De eerste paar jaar van m'n leven woonden we op de Herengracht in een prachtig groot en duur huis, maar we moesten, toen ik drie jaar was, naar de Eerste Oosterparkstraat verhuizen. Dat was nogal een tegenstelling. Op de Herengracht kon (en mocht) ik met mij driewielertje rondjes om de tafel rijden. In de Oosterparkstraat was niet eens plaats voor een zitbank. Het huis had een achterkamer, waar je door naar binnen kwam, met het piepkleine uitgebouwde keukentje er aan vast. Er was een alcoof en een redelijk grote voorkamer. Anders dan de meeste andere kinderen in de straat zat ik in een luxepositie. Ik was enig kind en kreeg de grote voorkamer helemaal voor mijzelf alleen, terwijl mijn ouders in de alcoof een onderschuifbed hadden.

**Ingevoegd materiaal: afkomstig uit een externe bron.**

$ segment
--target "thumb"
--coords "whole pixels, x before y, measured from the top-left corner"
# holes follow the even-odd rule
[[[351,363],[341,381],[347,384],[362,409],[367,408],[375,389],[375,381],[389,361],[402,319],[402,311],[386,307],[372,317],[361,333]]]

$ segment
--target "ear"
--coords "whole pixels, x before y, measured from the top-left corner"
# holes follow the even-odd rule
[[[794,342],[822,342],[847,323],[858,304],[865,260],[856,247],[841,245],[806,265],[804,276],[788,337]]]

Een van de eerste grote angsten in m'n jonge leventje heb ik opgedaan in die straat. Brand was daar een veel voorkomende gebeurtenis en achteraf hoorde je altijd de gruwelijkste verhalen over mensen die niet meer weg hadden kunnen komen. Mijn vader heeft toen een lang, zwaar touw gekocht. Dit lag onder mijn bed en het ene eind zat al aan mijn bed vastgeknoopt. Het touw had om de meter een knoop zodat je niet te snel naar beneden zou glijden.
Touw met knopen onder het bed
Brand kwam veel voor en je hoorde later de gruwelijkste verhalen erover.